Bottom Line: We searched all cases for any additional lesions that were found initially by MR imaging and investigated the performance of targeted US in identifying the lesions.We also investigated their pathological outcomes and changes in treatment as a result of lesion identification.The use of targeted US justified a change in treatment for 22 patients (81%) and misled five patients (19%) into having an unnecessary surgical excision.

View Article: PubMed Central - PubMed

Affiliation: Department of Radiology and Center for Imaging Science, Samsung Medical Center, Sunkyunkwan University School of Medicine, Seoul, Korea.

ABSTRACT

Objective: To investigate the usefulness of targeted ultrasound (US) in the identification of additional suspicious lesions found by magnetic resonance (MR) imaging in breast cancer patients and the changes in treatment based on the identification of the lesions by the use of targeted US.

Materials and methods: One-hundred forty nine patients who underwent breast MR imaging for a preoperative evaluation of breast cancer between January 2002 and July 2004 were included in the study. We searched all cases for any additional lesions that were found initially by MR imaging and investigated the performance of targeted US in identifying the lesions. We also investigated their pathological outcomes and changes in treatment as a result of lesion identification.

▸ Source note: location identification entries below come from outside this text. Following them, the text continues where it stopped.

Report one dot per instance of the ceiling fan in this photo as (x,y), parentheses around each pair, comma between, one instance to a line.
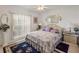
(41,8)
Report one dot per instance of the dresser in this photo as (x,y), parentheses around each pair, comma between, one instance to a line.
(71,38)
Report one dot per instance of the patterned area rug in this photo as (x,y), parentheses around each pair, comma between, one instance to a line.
(21,48)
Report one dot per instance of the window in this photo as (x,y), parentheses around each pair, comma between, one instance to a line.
(21,25)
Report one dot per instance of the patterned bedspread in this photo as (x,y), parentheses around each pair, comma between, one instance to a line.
(46,40)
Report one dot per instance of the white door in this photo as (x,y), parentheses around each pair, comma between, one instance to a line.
(5,36)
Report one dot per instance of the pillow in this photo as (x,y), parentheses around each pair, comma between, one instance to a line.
(56,30)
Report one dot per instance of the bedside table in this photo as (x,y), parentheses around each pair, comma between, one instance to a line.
(71,38)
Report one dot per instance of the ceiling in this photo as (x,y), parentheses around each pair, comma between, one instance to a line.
(49,7)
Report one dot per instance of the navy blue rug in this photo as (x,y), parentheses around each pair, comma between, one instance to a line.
(24,48)
(63,47)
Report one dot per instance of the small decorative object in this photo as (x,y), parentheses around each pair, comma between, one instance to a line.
(4,27)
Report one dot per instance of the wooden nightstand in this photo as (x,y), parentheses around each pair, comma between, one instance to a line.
(71,38)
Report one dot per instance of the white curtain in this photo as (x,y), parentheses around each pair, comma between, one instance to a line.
(21,25)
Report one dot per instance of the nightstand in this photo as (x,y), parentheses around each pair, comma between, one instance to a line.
(71,38)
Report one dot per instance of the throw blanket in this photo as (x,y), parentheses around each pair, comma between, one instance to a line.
(47,40)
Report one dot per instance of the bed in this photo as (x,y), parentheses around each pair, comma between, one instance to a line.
(43,41)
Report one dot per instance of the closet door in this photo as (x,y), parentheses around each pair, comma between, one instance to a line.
(5,36)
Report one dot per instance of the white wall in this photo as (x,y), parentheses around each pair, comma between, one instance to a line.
(68,13)
(18,10)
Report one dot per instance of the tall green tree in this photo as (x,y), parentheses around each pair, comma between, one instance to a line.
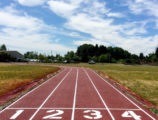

Results: Of the 149 patients with breast cancer, additional suspicious lesions were detected with MR imaging in 62 patients (42%). Of the 69 additional lesions found in those 62 patients, 26 (38%) were confirmed as cancers by histology. Thirty-eight lesions in 31 patients were examined with targeted US and were histologically revealed as cancers in 18 (47%), high risk lesions in two (5%), benign lesions in 15 (39%), and unidentified lesions in three (8%). The cancer rate was statistically higher in lesions with a US correlate than in lesions without a US correlate (p = 0.028). Of 31 patients, the surgical plan was altered in 27 (87%). The use of targeted US justified a change in treatment for 22 patients (81%) and misled five patients (19%) into having an unnecessary surgical excision.

Conclusion: Targeted US can play a useful role in the evaluation of additional suspicious lesions detected by MR imaging in breast cancer patients, but is limited in lesions without a US correlate.